けど、こういう場に突然現れるのは反則ではないか?
「なんでと言われても、私も休養時間中だ。伸ばし伸ばしにしていたんだが、寝て起きて、メインブリッジへやってきた副長から、いい加減休めと面倒臭そうな目で言われたばかりでね。さてではメインブリッジ以外にどこへ行けば良いかと悩んでいたところ、君らの背中を見て、ここでこっそり見学していた」
「どこ行けばって、休めば良いんじゃないですかね?」
これはタイミーの言葉。ロブロなんぞはそんな恐れ多いツッコミを入れられない。いや、普通に同じ事を思ったものの。

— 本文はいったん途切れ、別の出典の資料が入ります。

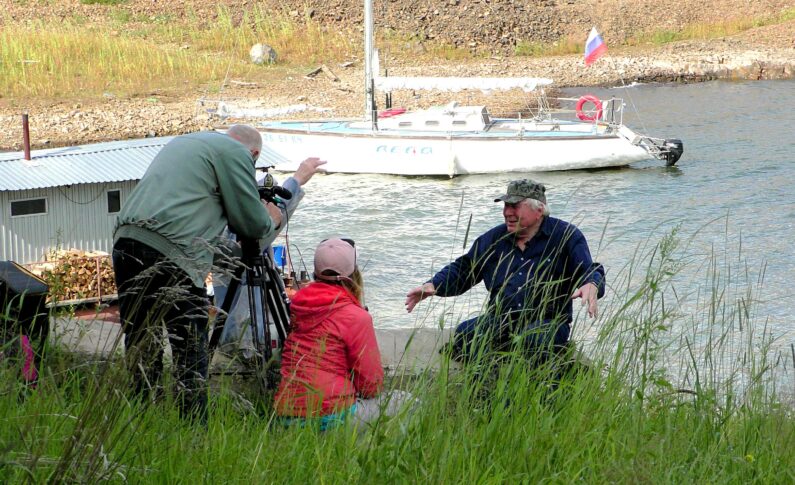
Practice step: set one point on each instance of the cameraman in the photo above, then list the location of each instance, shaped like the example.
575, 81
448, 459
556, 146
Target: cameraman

「あー、ベッドで寝るという選択肢もあったか。うん。さっそくしよう。ただ、言った以上は正式に命じて置くか。ロブロ・ライツ、タイミー・マルフォルド、そうしてスーサ。このシルバーフィッシュを飛ばせる様になれ。そのための努力を、ブラックテイルⅡ艦長は推奨しよう。異論はあるかな?」
「い、いえ、無いですが……」
ロブロが発したその言葉は、困惑が混じった端的な物だったはずだが、どうしてかディンスレイ艦長の方は、面白そうな物を見る様に口角を上げてから、去り際の言葉を残して来た。
「良し、ではその様に。それにしても、存外、良い行動力や判断力を持っているじゃないか、ロブロ整備員。今後とも、それを発揮してくれる事を望むよ。ではな」
雑談でもしていた様に、手を軽く振ってから、シルバーフィッシュの格納庫を去っていくディンスレイ艦長。こっちが言う通り、当人の部屋のベッドに向かったのか、はたまた別の場所に向かったのか、それは分からないが……。
「え? つまり、どういう事?」
「分からないのか、タイミー。つまりだな……さっき咄嗟に思い付いた僕達のやり方が、艦長からの正式な命令に変わったんだ」
『わたしは……飛べる?』
「飛べる様になれとの艦長からの命令だよ! くそっ! いったい本当に何がどうなってるんだ!」
「何がって、だから命令なんでしょ!? 喜べば良いの? 私? 仕事増えてくそーって思えば良いの!? 私!?」
騒ぎ始めるロブロとタイミー。それを何やらじっと眺めるスーサ。
分からない事、突然な事、厄介な事ばかりのこのブラックテイルⅡであるが、一つ、これは絶対だろうなと思える事があった。
この手の驚きは、今後、何度だって味わう事になるだろう事。それを知るのが、ロブロがこのブラックテイルⅡに馴染むという事なのだろう。多分。